3 Romanian Dishes Foreigners Dislike

    3 Romanian Dishes Foreigners Dislike

    Let’s put things into perspective. When it comes to food, we each have very different preferences. Even within the same culture or the same family, tastes are very different. There are some universally liked foods like pizza, french fries, or pasta. But even for those, there are as many haters as there are lovers. There are only a handful of cuisines that cross the cultural borders with ease.  Most of the others remain a ‘delicacy‘ mainly for those who grew up with them. Surely, you can argue that taste can be developed. The more you learn to like some foods, the more open you become to new ones. But not all of us are ready to become food ‘connoisseurs.

    I can’t help but smiling when I remember my first Burmese food experience. I had to invoke a severe stomach pain to get by without taking the second bite. I’ll never forget the sadness and disappointment of our host, who had spent her entire day preparing that dinner for us. But I experienced the other side of the coin as well, when I tried to impress my American guests with some traditional Romanian dishes. Thanks God for some cold cuts that saved the evening!
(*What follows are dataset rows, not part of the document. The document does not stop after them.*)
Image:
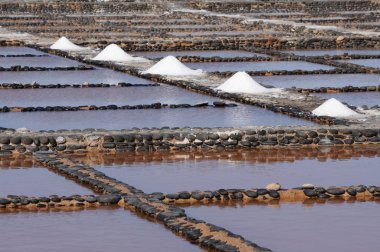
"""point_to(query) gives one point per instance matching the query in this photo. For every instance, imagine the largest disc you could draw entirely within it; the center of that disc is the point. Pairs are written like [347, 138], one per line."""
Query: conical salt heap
[64, 44]
[334, 108]
[114, 53]
[241, 82]
[170, 65]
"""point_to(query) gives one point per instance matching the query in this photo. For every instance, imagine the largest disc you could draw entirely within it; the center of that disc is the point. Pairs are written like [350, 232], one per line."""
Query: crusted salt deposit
[334, 108]
[114, 53]
[65, 45]
[170, 65]
[241, 82]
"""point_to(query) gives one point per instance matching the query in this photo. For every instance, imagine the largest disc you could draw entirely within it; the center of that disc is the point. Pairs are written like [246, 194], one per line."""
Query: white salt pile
[334, 108]
[170, 65]
[64, 44]
[114, 53]
[241, 82]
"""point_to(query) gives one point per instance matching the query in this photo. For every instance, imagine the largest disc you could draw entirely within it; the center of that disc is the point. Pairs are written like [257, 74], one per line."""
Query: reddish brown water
[37, 182]
[96, 230]
[187, 172]
[348, 227]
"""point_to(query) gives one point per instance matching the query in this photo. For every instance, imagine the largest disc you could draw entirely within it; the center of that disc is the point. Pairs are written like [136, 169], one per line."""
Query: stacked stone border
[186, 139]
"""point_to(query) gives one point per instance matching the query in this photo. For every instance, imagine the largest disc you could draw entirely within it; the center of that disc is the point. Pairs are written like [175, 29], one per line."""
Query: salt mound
[241, 82]
[114, 53]
[334, 108]
[65, 45]
[170, 65]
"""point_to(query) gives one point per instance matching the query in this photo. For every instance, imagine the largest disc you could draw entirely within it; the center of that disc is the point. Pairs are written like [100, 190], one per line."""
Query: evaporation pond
[48, 61]
[100, 75]
[95, 230]
[100, 96]
[348, 227]
[36, 181]
[357, 98]
[7, 50]
[320, 80]
[364, 62]
[242, 115]
[204, 54]
[333, 52]
[258, 66]
[181, 173]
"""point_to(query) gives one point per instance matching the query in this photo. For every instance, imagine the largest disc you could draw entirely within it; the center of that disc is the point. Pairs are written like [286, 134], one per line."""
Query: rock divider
[306, 192]
[172, 217]
[185, 139]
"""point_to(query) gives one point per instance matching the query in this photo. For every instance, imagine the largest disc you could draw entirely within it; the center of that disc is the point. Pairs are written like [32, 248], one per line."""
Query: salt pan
[64, 44]
[170, 65]
[241, 82]
[114, 53]
[334, 108]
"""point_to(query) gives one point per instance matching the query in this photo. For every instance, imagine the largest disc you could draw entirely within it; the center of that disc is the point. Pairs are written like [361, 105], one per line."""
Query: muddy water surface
[36, 181]
[205, 54]
[95, 230]
[258, 66]
[364, 62]
[321, 80]
[49, 61]
[211, 172]
[242, 115]
[8, 50]
[100, 96]
[101, 75]
[333, 52]
[346, 227]
[356, 99]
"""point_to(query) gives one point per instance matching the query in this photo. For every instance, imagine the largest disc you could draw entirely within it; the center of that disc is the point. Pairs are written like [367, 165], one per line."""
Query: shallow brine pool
[286, 227]
[96, 230]
[320, 80]
[256, 170]
[38, 182]
[242, 115]
[258, 66]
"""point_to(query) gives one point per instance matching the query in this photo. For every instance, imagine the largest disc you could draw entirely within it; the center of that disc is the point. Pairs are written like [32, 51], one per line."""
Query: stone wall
[186, 139]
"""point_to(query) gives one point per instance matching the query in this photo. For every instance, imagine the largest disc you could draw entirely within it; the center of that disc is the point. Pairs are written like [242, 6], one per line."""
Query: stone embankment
[186, 139]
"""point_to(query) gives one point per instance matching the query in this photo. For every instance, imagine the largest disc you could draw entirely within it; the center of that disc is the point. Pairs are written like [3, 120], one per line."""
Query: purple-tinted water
[95, 230]
[364, 62]
[242, 115]
[295, 227]
[205, 54]
[333, 52]
[50, 61]
[37, 182]
[100, 75]
[7, 50]
[258, 66]
[177, 174]
[100, 96]
[320, 80]
[356, 99]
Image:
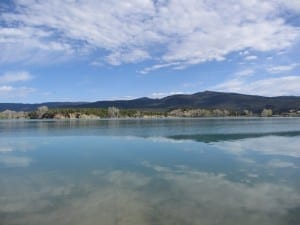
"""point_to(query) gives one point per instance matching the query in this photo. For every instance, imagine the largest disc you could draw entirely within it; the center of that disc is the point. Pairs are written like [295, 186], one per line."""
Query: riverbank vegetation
[44, 112]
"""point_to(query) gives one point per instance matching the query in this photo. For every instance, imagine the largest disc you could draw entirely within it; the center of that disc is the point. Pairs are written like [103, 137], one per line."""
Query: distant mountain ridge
[204, 100]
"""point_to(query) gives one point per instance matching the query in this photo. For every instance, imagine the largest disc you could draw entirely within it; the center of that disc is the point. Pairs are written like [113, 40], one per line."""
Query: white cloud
[251, 57]
[287, 85]
[12, 77]
[170, 32]
[118, 58]
[244, 73]
[282, 68]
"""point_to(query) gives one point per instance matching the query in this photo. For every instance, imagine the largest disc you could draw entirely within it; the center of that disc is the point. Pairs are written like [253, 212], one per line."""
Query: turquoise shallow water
[183, 171]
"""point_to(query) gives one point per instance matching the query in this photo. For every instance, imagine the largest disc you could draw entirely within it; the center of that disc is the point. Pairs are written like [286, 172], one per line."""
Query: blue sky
[88, 50]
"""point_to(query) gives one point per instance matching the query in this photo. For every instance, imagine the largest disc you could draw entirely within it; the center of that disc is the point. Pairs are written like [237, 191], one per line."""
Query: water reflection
[95, 176]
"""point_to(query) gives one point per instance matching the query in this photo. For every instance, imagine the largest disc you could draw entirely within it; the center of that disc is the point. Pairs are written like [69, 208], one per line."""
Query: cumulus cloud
[286, 85]
[282, 68]
[12, 77]
[7, 91]
[250, 57]
[171, 32]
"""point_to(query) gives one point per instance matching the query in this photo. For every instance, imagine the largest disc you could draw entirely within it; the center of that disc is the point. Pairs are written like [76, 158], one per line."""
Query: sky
[89, 50]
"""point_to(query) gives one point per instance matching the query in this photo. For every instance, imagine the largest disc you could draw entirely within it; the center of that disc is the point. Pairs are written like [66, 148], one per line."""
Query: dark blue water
[189, 171]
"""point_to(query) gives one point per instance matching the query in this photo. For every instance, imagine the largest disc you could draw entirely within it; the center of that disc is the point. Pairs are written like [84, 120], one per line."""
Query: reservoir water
[156, 172]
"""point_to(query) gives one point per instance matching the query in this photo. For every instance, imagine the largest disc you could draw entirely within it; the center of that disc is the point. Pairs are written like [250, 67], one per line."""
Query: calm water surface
[136, 172]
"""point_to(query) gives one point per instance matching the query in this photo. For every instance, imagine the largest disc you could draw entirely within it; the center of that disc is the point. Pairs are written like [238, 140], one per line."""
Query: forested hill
[203, 100]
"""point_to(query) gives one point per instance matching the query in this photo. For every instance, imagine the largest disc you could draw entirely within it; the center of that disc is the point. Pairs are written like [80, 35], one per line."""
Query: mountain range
[204, 100]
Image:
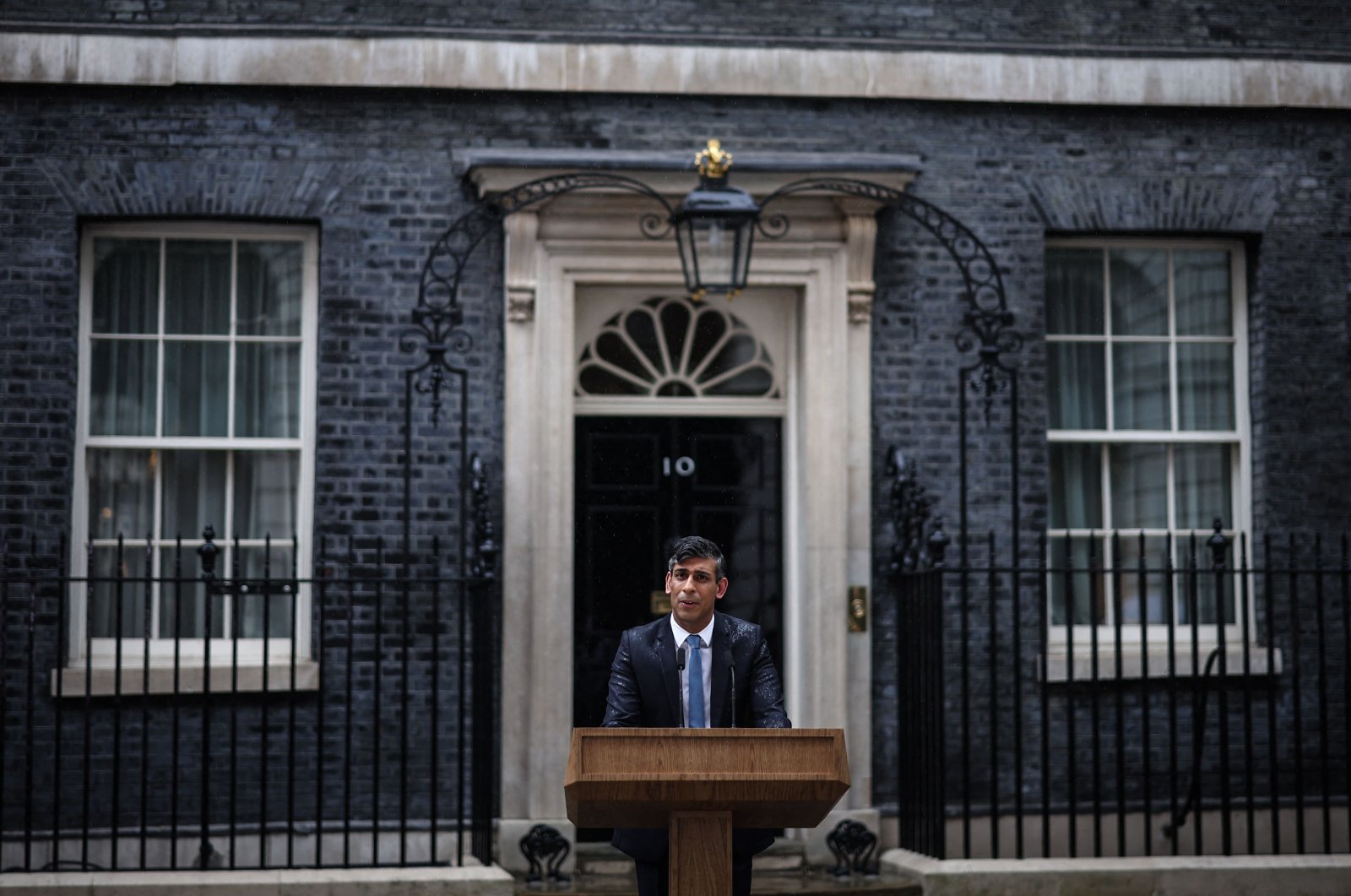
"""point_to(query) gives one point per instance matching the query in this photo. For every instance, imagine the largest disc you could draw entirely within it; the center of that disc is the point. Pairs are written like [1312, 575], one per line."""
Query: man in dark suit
[695, 668]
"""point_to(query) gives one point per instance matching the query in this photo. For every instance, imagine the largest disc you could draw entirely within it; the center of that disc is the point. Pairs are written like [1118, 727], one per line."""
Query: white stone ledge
[1162, 876]
[101, 682]
[358, 882]
[637, 68]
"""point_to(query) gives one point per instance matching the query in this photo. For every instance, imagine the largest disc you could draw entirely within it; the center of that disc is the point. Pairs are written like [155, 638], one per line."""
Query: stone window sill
[101, 682]
[1055, 666]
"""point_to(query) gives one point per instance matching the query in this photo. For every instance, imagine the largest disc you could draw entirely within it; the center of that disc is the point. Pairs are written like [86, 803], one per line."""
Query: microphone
[731, 671]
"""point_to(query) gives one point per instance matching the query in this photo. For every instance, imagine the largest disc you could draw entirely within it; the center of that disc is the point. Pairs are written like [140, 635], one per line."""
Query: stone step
[800, 882]
[603, 871]
[603, 858]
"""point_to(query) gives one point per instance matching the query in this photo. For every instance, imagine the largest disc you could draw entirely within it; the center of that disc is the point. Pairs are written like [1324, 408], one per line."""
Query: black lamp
[715, 227]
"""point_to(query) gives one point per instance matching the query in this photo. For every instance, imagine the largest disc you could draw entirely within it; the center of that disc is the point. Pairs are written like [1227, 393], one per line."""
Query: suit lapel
[670, 676]
[722, 659]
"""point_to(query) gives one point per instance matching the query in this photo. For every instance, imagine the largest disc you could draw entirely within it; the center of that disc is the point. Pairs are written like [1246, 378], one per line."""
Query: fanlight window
[673, 348]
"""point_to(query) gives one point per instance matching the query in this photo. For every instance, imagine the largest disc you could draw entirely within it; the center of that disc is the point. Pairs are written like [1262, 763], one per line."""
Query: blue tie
[696, 682]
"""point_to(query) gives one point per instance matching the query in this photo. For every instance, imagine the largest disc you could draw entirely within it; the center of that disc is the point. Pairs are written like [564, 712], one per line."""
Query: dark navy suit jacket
[645, 693]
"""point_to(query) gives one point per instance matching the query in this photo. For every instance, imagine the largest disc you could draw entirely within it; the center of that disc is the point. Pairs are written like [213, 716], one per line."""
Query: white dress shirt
[706, 639]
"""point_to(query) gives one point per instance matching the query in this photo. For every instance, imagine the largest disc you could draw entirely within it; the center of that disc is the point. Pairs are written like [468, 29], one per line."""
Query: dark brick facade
[375, 173]
[1301, 30]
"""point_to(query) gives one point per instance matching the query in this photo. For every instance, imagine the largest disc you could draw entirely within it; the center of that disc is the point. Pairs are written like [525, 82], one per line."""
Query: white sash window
[196, 407]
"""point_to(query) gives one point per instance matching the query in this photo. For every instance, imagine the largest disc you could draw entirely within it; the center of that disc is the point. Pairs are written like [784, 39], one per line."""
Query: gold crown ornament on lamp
[715, 227]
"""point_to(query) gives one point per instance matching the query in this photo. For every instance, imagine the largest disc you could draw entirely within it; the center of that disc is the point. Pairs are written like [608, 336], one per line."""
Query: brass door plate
[858, 608]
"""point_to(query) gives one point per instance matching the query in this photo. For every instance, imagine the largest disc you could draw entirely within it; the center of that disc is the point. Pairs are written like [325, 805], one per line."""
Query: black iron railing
[1108, 700]
[344, 718]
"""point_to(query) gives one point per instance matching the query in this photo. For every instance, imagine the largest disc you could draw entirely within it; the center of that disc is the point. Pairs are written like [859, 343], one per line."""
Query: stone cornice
[672, 69]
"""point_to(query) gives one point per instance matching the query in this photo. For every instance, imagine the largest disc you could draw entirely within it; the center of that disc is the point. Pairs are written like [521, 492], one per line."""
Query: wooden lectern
[700, 783]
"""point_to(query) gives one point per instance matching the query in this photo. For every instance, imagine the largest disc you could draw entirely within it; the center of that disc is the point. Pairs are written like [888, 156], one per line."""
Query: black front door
[642, 483]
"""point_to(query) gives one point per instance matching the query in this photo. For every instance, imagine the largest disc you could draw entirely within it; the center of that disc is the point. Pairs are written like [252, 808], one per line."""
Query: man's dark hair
[697, 546]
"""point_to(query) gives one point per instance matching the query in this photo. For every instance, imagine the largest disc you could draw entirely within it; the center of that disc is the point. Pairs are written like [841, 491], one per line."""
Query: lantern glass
[715, 230]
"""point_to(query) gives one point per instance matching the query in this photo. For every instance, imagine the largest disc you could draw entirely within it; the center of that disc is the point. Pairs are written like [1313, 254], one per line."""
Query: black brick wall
[373, 172]
[1308, 29]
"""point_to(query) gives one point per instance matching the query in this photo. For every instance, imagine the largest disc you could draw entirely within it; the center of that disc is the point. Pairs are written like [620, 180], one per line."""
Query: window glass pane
[1206, 385]
[1202, 292]
[126, 285]
[265, 493]
[1137, 584]
[198, 285]
[1141, 385]
[122, 488]
[122, 387]
[1076, 486]
[193, 493]
[1139, 292]
[1078, 384]
[1204, 486]
[182, 598]
[1076, 580]
[268, 389]
[269, 288]
[196, 402]
[1074, 291]
[270, 603]
[114, 578]
[1139, 486]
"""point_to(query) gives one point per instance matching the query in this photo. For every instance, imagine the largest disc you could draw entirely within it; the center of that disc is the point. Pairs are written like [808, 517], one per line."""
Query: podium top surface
[767, 777]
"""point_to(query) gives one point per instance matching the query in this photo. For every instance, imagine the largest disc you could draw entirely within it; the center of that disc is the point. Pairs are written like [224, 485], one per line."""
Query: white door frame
[827, 519]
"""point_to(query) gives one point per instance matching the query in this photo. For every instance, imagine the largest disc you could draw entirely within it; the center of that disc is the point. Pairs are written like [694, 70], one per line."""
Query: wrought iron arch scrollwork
[986, 324]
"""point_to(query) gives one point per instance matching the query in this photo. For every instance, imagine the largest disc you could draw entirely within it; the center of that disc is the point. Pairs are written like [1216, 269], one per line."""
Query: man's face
[695, 588]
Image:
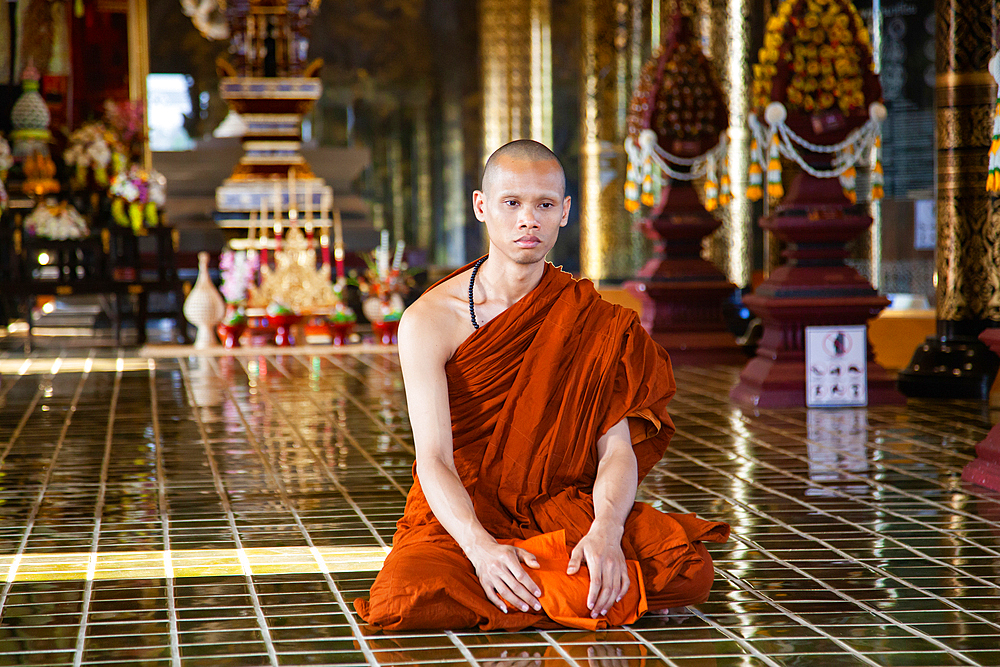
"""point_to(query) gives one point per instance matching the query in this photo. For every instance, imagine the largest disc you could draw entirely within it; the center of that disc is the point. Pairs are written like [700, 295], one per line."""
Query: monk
[536, 409]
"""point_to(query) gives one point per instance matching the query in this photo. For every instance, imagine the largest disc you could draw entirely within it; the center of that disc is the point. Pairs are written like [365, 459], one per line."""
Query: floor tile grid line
[330, 474]
[723, 384]
[653, 648]
[873, 568]
[345, 433]
[741, 583]
[872, 430]
[874, 446]
[25, 416]
[224, 499]
[861, 479]
[5, 387]
[462, 648]
[774, 414]
[37, 502]
[279, 484]
[881, 424]
[367, 361]
[364, 409]
[740, 641]
[88, 586]
[814, 508]
[164, 507]
[563, 653]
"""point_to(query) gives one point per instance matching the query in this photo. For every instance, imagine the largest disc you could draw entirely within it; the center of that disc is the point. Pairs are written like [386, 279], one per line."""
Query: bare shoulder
[437, 323]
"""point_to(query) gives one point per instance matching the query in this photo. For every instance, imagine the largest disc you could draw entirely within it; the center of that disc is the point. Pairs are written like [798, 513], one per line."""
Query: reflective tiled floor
[227, 510]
    A good cook can make almost any food taste great. But that doesn’t mean that everybody will enjoy it. Here are three dishes Romanians die for, but most foreigners dislike:

    salate de beuf
    Beef Salad (Salate ‘de beuf’)

    Beef Salad (Salata ‘de beuf’) is the most traditional food in Romania for all holidays. It is usually served as a starter, but it can also be a meal on its own. You may not see this on the restaurants’ menus in Romania because preparation is a bit tedious, but you will surely find it in most households around Christmas and Easter. The ingredients are: fine chopped meat, potatoes, celery root, parsley root, carrots and pickles. The meet (it can be beef, turkey, or chicken) has to be boiled until it becomes very tender. The vegetables need to be boiled too, but not overdone. The ingredients are mixed together into a bowl with mayo and mustard (I use mustard with horseradish to give it a little spice). The mixture is then placed on a platter and shaped like a dome, then covered with a very thin layer of mayo and decorated with olive and parsley leaves.

     

    Piftie
    Aspic with turkey and eggs (Piftie)

    Aspic with Chicken/Beef/Pork and Eggs (Piftie) is another traditional food popular around Christmas and New Year. Aspic is a dish in which ingredients are set into a gelatin made from a meat stock or consommé. Nearly any type of meat can be used to make the gelatin: pork, beef, veal, chicken, turkey. It is usually served as an appetizer, although it can be served as a main dish. The recipe calls for cow/pork feet that need to be boiled for a very long time (4-5 hours). The meat can be added a little later, but it needs to be cooked until it begins to separate from the bone by itself. Then the bones are removed and vegetables and spices are added (usually pepper, bay leaves, onion, carrots, celery). The meat stock is filtered and the meat and stock are poured into shallow bowls. Garlic is added, as well as thin slices of carrots and eggs. It is left to sit in a cold spot, such as a fridge or outside if the weather is cold enough. It coagulates into jelly and can be cut into slices.

     

    vinete

    Grilled Eggplant Salad (Salata de Vinete) is my favorite Romanian dish. It has a soft and creamy texture that makes it quite addictive. It is a spread usually served on flatbed, as an appetizer. In Romania this is a seasonal dish, prepared mainly in summer time, when you can find fresh eggplants on the market. But some people would preserve the grilled eggplants and make the salad in other seasons as well. It is very easy to prepare. The eggplants need to be grilled on the barbecue (10-12 min. on each side) until the peel gets slightly burned and the flesh is soft. The eggplants need to be poke it with a fork before cooking, to let the steam out. When they are done they need to be pilled and laid flat to drain (approx. 12 hrs), then chopped finely with a sharp knife and mixed with onion (chopped), salt, and a spoon of mayonnaise. You can add 3-4 spoons of olive oil a bit at a time, mixing with a wooden spoon.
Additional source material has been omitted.